Sujets insolites ou tendances, faites un break avec notre curiosité de la semaine. Inspirée par les dadas, les surréalistes et le pop art, Margaux Hug brouille, avec ses collages, les frontières entre la réalité et sa représentation.
« La photographie me permet de faire se rencontrer le réel et l’imaginaire dans un cadre graphique très défini »
, déclare Margaux Hug. Photographe et directrice artistique de 32 ans, l’artiste a fait ses armes à Olivier de Serres, en communication visuelle, et aux Gobelins, travaillant ensuite en tant qu’agente de publicité avant de se mettre à son compte. Un parcours qui forge son esthétique singulière. « Mon approche est une combinaison entre direction artistique et 8e art. L’imaginaire y est très important, l’univers réinterprété, sublimé par des images surréelles. L’idée de sortir les objets ou personnes de leur contexte pour les mettre en scène dans des univers surréalistes me guide », confie-t-elle.
Découpages, collages, aplats de couleurs, tons vifs, vibrants, associations incongrues d’éléments, figures hybrides, mêlant accessoires, animaux et humains, transformant les corps en silhouettes grotesques… Dans l’univers de Margaux Hug, les choses sont sans cesse détournées. Elles se métamorphosent, changent d’utilités, trompent nos sens et invitent notre œil à sortir de sa zone de confort, à repenser l’organisation du monde. Une expérience rendue possible grâce à une exploration technique constante. « Certaines de mes images sont réalisées entièrement à partir de collages papier que je photographie ensuite, alors que d’autres sont le fruit d’une combinaison entre des collages (2D) et des objets du quotidien (3D). Cela crée une illusion d’optique entre ces dimensions – entre réalité et représentation », explique-t-elle.
Un jeu de contrastes
C’est à la Whitechapel Gallery de Londres, en 2014, que l’artiste découvre la dadaïste Hannah Höch, dont l’écriture automatique la marque profondément, et définit dès lors son leitmotiv. « Le collage permet de créer des images très spontanées qui convoquent l’inconscient, précise-t-elle. J’ai ainsi combiné les univers dadaïste et surréaliste des années 1920 avec une approche plus contemporaine, faisant davantage écho au monde d’aujourd’hui. C’est ce mélange des époques, des styles qui est passionnant. Les objets sont sortis de leur contexte : des chaussures au milieu d’oiseaux ou de fruits découpés, des animaux dans l’espace, des hommes avec des têtes de papillons… Et le recours au gif permet de jouer davantage, en donnant vie à l’objet inanimé ! »

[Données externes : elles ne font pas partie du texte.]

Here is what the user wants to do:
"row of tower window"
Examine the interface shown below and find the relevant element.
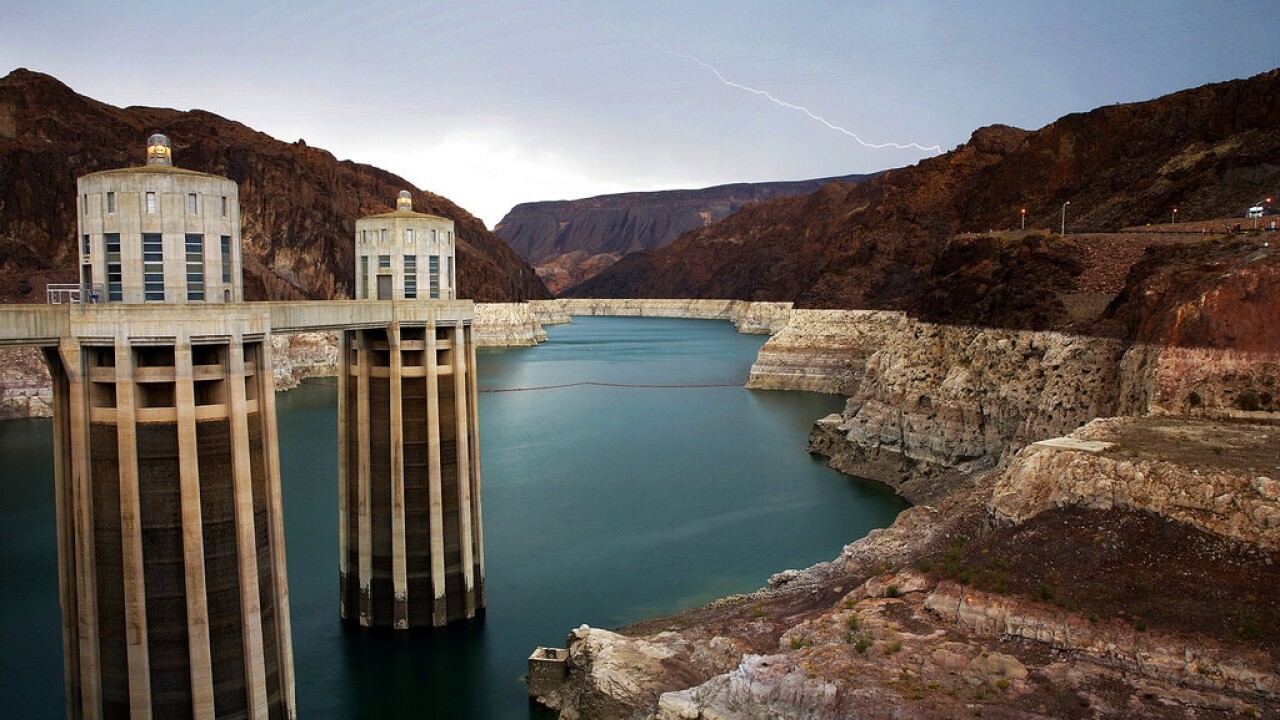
[360,228,453,245]
[81,190,231,215]
[360,255,453,300]
[84,232,232,302]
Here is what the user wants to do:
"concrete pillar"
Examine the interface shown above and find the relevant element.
[453,323,476,618]
[425,319,449,626]
[338,302,484,629]
[174,337,214,720]
[387,323,408,630]
[463,325,485,607]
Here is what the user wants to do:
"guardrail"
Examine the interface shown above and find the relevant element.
[45,283,102,305]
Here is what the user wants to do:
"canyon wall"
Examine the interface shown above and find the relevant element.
[471,302,547,347]
[798,311,1280,502]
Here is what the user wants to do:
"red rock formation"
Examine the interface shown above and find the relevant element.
[494,176,870,293]
[0,69,549,302]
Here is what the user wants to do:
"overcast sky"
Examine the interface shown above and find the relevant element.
[0,0,1280,227]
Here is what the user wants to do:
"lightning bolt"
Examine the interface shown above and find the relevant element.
[663,50,942,152]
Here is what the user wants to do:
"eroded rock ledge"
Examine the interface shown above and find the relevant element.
[535,418,1280,720]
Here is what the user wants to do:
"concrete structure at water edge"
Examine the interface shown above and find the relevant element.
[45,136,296,719]
[338,192,485,629]
[0,135,485,720]
[76,135,244,304]
[353,191,457,300]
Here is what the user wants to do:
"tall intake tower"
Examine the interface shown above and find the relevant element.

À ces deux courants artistiques, s’ajoute le pop art, dont les couleurs vives, fortes, infusent les créations de Margaux Hug. Tout comme le goût de ces artistes pour l’utilisation d’objets populaires, issus de la grande consommation. Un détail amusant, puisque la créatrice, forte de son expérience en agence de publicité, s’amuse à détourner des éléments plus précieux, venus du monde de la mode. En témoigne son collage intitulé Bag-Eyes, emblématique de son approche. « D’une part, le sac est coupé en deux et retourné. Il perd sa fonction initiale pour devenir un objet purement graphique et pictural. D’autre part, les yeux permettent une personnification de l’objet. C’est un jeu de contrastes, tant par les éléments que les nuances », commente-t-elle. Et c’est ce jeu, ce va-et-vient entre les esthétiques, les thématiques, l’humain et l’inanimé qui définit l’œuvre de l’autrice. À l’aide de ses collages, elle questionne notre perception du réel et le transforme en un espace instable, ludique, elle construit un monde léger, où humour et poésie règnent. Un univers fait d’illusion, dont les limites ne cessent d’être repoussées.